= Telecommunications in Vanuatu =

The telecommunication systems in Vanuatu provides voice and data services to the island nation.

==Telephone==
The country calling code is 678. The mobile phone system had 137,000 connections as of 2012. The operators are Vodafone – (GSM) (EDGE) and Digicel – (GSM) (HSPA+/3G) (EDGE). The fixed-line telephone system included 5,800 connections as of that year. It is operated by Vodafone.

The system is served by copper wire on the main island aided by radio links in outer islands. Satellite service is provided by Intelsat (Pacific Ocean).
==Radio==
The nation has 2 AM, 4 FM, and 1 shortwave stations as of 2004. The count of radios was 62,000 in 1997.

==Television==
The two television broadcast stations are 1NOMO TV Channel (Terrestrial- & web-distributed, English & Bislama content) and Television Blong Vanuatu (Terrestrial-distributed, Bislama & French content)

Three Pay-TV (local) providers offered service as of 2011:

- Telsat Pacific (Terrestrial-distributed, English content)
- CanalSat (Satellite-distributed, French content)
- Servicom (Satellite-distributed, English content)

== Internet ==
Vanuatu's country code (Top level domain) is .vu. It is managed by Telecom Vanuatu Limited (Vodafone Vanuatu) as "VUNIC".

=== Internet Service Providers (ISPs) ===
Digicel Vanuatu Limited – Provides WIMAX (1 Mbit/s - 20 Mbit/s), 3G & GPRS mobile internet services.
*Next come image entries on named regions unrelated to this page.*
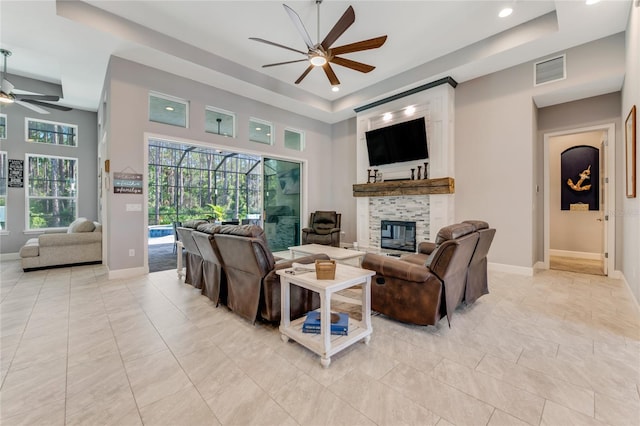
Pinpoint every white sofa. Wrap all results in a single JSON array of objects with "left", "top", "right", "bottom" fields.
[{"left": 20, "top": 217, "right": 102, "bottom": 271}]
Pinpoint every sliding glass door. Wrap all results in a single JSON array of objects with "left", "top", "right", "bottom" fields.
[{"left": 262, "top": 157, "right": 302, "bottom": 251}]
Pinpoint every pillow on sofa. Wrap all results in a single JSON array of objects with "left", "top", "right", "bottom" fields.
[{"left": 67, "top": 217, "right": 96, "bottom": 234}]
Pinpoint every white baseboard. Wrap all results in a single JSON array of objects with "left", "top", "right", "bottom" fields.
[
  {"left": 620, "top": 270, "right": 640, "bottom": 313},
  {"left": 487, "top": 262, "right": 534, "bottom": 277},
  {"left": 549, "top": 249, "right": 603, "bottom": 260},
  {"left": 108, "top": 266, "right": 149, "bottom": 280},
  {"left": 608, "top": 269, "right": 629, "bottom": 280},
  {"left": 0, "top": 253, "right": 20, "bottom": 261}
]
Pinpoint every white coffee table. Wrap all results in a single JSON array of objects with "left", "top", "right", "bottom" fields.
[
  {"left": 277, "top": 264, "right": 375, "bottom": 368},
  {"left": 289, "top": 244, "right": 367, "bottom": 266}
]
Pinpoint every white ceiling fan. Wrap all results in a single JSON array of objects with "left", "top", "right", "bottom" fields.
[{"left": 0, "top": 49, "right": 72, "bottom": 114}]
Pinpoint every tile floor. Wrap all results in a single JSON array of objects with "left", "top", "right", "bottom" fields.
[{"left": 0, "top": 262, "right": 640, "bottom": 426}]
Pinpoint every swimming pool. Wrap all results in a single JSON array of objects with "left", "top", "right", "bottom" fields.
[{"left": 149, "top": 225, "right": 173, "bottom": 238}]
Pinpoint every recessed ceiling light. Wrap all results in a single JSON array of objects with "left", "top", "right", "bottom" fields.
[{"left": 498, "top": 7, "right": 513, "bottom": 18}]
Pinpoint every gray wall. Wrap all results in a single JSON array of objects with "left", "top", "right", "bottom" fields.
[
  {"left": 455, "top": 35, "right": 625, "bottom": 268},
  {"left": 537, "top": 92, "right": 624, "bottom": 272},
  {"left": 103, "top": 57, "right": 336, "bottom": 271},
  {"left": 0, "top": 104, "right": 98, "bottom": 254},
  {"left": 331, "top": 117, "right": 357, "bottom": 243},
  {"left": 616, "top": 5, "right": 640, "bottom": 301}
]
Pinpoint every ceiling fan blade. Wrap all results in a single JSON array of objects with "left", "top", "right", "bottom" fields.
[
  {"left": 283, "top": 4, "right": 313, "bottom": 49},
  {"left": 14, "top": 93, "right": 60, "bottom": 102},
  {"left": 320, "top": 6, "right": 356, "bottom": 50},
  {"left": 249, "top": 37, "right": 307, "bottom": 55},
  {"left": 322, "top": 62, "right": 340, "bottom": 86},
  {"left": 20, "top": 99, "right": 73, "bottom": 114},
  {"left": 331, "top": 35, "right": 387, "bottom": 55},
  {"left": 330, "top": 56, "right": 376, "bottom": 72},
  {"left": 16, "top": 101, "right": 49, "bottom": 114},
  {"left": 262, "top": 59, "right": 309, "bottom": 68},
  {"left": 296, "top": 65, "right": 314, "bottom": 84}
]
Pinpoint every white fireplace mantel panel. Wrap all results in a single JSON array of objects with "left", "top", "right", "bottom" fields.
[{"left": 356, "top": 84, "right": 455, "bottom": 246}]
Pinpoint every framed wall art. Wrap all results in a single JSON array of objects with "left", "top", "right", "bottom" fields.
[{"left": 624, "top": 105, "right": 636, "bottom": 198}]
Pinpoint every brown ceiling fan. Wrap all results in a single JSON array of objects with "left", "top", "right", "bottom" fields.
[{"left": 249, "top": 0, "right": 387, "bottom": 87}]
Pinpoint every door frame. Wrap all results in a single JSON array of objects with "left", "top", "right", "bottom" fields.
[{"left": 543, "top": 123, "right": 616, "bottom": 276}]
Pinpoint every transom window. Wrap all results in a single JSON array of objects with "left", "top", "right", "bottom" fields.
[
  {"left": 149, "top": 92, "right": 189, "bottom": 127},
  {"left": 0, "top": 151, "right": 7, "bottom": 230},
  {"left": 249, "top": 118, "right": 273, "bottom": 145},
  {"left": 25, "top": 154, "right": 78, "bottom": 229},
  {"left": 204, "top": 106, "right": 236, "bottom": 138},
  {"left": 25, "top": 118, "right": 78, "bottom": 146},
  {"left": 284, "top": 129, "right": 304, "bottom": 151},
  {"left": 0, "top": 114, "right": 7, "bottom": 139}
]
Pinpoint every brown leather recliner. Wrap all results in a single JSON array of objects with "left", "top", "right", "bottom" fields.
[
  {"left": 302, "top": 211, "right": 342, "bottom": 247},
  {"left": 362, "top": 223, "right": 479, "bottom": 325},
  {"left": 214, "top": 225, "right": 329, "bottom": 322},
  {"left": 192, "top": 223, "right": 227, "bottom": 306},
  {"left": 462, "top": 220, "right": 496, "bottom": 305},
  {"left": 412, "top": 220, "right": 496, "bottom": 305},
  {"left": 176, "top": 220, "right": 207, "bottom": 288}
]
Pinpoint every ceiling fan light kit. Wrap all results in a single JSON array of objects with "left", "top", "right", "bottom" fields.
[{"left": 249, "top": 0, "right": 387, "bottom": 87}]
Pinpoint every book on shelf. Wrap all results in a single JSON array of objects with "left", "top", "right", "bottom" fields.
[{"left": 302, "top": 311, "right": 349, "bottom": 336}]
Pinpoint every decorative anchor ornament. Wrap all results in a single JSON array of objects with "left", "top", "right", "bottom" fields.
[{"left": 567, "top": 164, "right": 591, "bottom": 191}]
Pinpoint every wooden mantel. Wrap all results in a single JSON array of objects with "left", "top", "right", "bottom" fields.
[{"left": 353, "top": 177, "right": 455, "bottom": 197}]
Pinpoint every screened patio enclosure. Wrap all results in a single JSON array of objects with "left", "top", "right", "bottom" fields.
[{"left": 148, "top": 139, "right": 301, "bottom": 251}]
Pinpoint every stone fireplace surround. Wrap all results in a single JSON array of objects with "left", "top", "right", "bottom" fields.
[{"left": 356, "top": 80, "right": 455, "bottom": 249}]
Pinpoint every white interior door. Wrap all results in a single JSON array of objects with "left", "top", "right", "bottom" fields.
[{"left": 598, "top": 136, "right": 609, "bottom": 275}]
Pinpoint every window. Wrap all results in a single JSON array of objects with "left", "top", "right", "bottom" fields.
[
  {"left": 149, "top": 93, "right": 189, "bottom": 127},
  {"left": 25, "top": 118, "right": 78, "bottom": 146},
  {"left": 0, "top": 114, "right": 7, "bottom": 139},
  {"left": 204, "top": 106, "right": 236, "bottom": 138},
  {"left": 284, "top": 129, "right": 304, "bottom": 151},
  {"left": 25, "top": 154, "right": 78, "bottom": 229},
  {"left": 249, "top": 118, "right": 273, "bottom": 145},
  {"left": 0, "top": 151, "right": 7, "bottom": 231}
]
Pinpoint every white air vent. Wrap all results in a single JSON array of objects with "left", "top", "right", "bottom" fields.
[{"left": 533, "top": 55, "right": 567, "bottom": 86}]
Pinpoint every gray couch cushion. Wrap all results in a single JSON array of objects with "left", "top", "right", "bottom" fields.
[
  {"left": 67, "top": 217, "right": 96, "bottom": 234},
  {"left": 20, "top": 238, "right": 40, "bottom": 257}
]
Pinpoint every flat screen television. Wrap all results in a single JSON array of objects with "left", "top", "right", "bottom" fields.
[{"left": 365, "top": 118, "right": 429, "bottom": 166}]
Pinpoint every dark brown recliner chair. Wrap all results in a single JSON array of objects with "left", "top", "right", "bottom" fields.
[
  {"left": 462, "top": 220, "right": 496, "bottom": 305},
  {"left": 176, "top": 220, "right": 207, "bottom": 288},
  {"left": 412, "top": 220, "right": 496, "bottom": 305},
  {"left": 302, "top": 211, "right": 342, "bottom": 247},
  {"left": 362, "top": 223, "right": 478, "bottom": 325},
  {"left": 192, "top": 223, "right": 227, "bottom": 306},
  {"left": 214, "top": 225, "right": 329, "bottom": 322}
]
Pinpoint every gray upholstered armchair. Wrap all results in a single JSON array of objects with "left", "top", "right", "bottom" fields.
[{"left": 302, "top": 211, "right": 341, "bottom": 247}]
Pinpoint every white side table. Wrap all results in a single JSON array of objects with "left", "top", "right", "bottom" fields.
[{"left": 277, "top": 264, "right": 375, "bottom": 368}]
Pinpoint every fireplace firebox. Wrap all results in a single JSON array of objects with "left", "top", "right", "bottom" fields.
[{"left": 380, "top": 220, "right": 416, "bottom": 253}]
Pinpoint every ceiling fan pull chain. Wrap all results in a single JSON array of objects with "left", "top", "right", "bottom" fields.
[{"left": 316, "top": 0, "right": 322, "bottom": 44}]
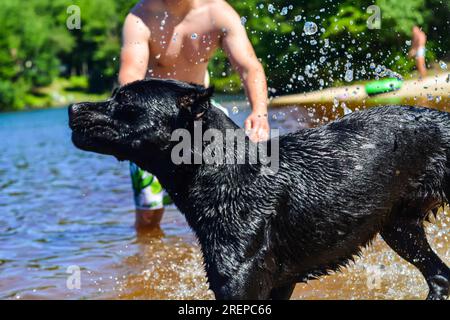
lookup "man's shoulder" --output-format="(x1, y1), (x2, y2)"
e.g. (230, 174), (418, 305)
(204, 0), (238, 23)
(130, 0), (163, 15)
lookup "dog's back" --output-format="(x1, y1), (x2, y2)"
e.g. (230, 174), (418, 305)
(275, 106), (450, 286)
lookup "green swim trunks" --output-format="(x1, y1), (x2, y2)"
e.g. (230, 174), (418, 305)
(130, 100), (228, 210)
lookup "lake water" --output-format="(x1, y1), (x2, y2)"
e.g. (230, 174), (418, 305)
(0, 102), (450, 299)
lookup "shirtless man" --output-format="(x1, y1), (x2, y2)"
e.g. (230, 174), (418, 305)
(119, 0), (269, 230)
(409, 26), (427, 79)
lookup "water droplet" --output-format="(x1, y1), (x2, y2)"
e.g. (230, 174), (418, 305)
(303, 21), (317, 36)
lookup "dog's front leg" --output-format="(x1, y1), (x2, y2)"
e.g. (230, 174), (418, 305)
(208, 267), (273, 300)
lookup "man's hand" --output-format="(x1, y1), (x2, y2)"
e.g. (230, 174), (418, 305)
(245, 112), (270, 142)
(212, 1), (269, 142)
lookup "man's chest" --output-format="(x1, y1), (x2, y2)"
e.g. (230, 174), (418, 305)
(149, 16), (221, 66)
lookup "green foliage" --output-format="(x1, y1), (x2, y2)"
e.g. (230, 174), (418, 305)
(0, 0), (450, 110)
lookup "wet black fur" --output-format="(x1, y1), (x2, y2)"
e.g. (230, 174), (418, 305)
(70, 79), (450, 299)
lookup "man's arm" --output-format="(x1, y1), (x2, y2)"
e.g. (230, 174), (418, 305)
(119, 13), (150, 85)
(212, 1), (269, 141)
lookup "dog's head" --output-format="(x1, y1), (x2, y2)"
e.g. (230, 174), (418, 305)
(69, 79), (213, 161)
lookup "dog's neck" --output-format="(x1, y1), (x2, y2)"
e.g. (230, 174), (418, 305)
(136, 108), (261, 234)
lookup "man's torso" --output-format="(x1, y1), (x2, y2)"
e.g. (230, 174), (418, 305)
(133, 0), (223, 84)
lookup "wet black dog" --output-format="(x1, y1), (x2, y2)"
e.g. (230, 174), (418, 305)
(69, 79), (450, 299)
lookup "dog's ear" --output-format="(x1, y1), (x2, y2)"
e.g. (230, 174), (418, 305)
(177, 85), (214, 119)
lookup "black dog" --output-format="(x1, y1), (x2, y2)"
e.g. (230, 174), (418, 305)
(70, 79), (450, 299)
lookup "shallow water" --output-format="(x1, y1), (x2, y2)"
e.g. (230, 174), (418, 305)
(0, 103), (450, 299)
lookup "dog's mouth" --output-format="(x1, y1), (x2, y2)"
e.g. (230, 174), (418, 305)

Off-island connectivity is provided via fibre optic cable. The minimum speed offered for fixed internet is 1 Mbit/s on residential packages.

Business packages are offered in speeds of 1 Mbit/s to 20 Mbit/s and can be tailored to individual requirements. Business internet packages can be either shared or dedicated bandwidth. WAN, IPLC & other business data services are offered. Digicel has the widest coverage of any operator in Vanuatu and is the only operator capable of providing fixed internet services in many outer island locations.

Telecom Vanuatu Limited (TVL) – Provides WIMAX (256 kb – 1 Mb), ADSL (128 kb – 1 Mb), Wireless (limited to downtown Port Vila) and various fixed and leased line services. VSAT is available for rural Vanuatu. Prepaid and Postpaid options are available.

Telsat Broadband Limited – Provides Carrier-Grade Wireless coverage to Port Vila and surrounds via their own independent network. Telsat also supplies and maintains VSAT systems for the other remote parts of Vanuatu. The minimum speed offered is 256 kbit/s up to 2 Mbit/s but can tailor plans. Pre-Paid and Subscription options are available. Telsat Broadband has data caps in effect on all standard accounts but does not have lock-in contracts.

Wantok Network Limited provides wireless 4G internet in Port Vila and surrounding areas. The minimum speed offered is 1 Mbit/s with plans starting from Vt2,300 per month with no lock-in contracts.

Interchange Limited, has constructed the Interchange Cable Network which connects Port Vila, Vanuatu to Suva, Fiji via a fiber optic cable. The capacity of the cable is over 200 times Vanuatu's previous capacity, with the ability to upgrade the capacity in the future should more bandwidth be required. Interchange plans to construct two more cables, one will connect Port Vila to the Solomon Islands (with a spur to the Vanuatu island of Espiritu Santo). The other will connect Vanuatu to New Caledonia (with a spur to the Vanuatu island of Tanna).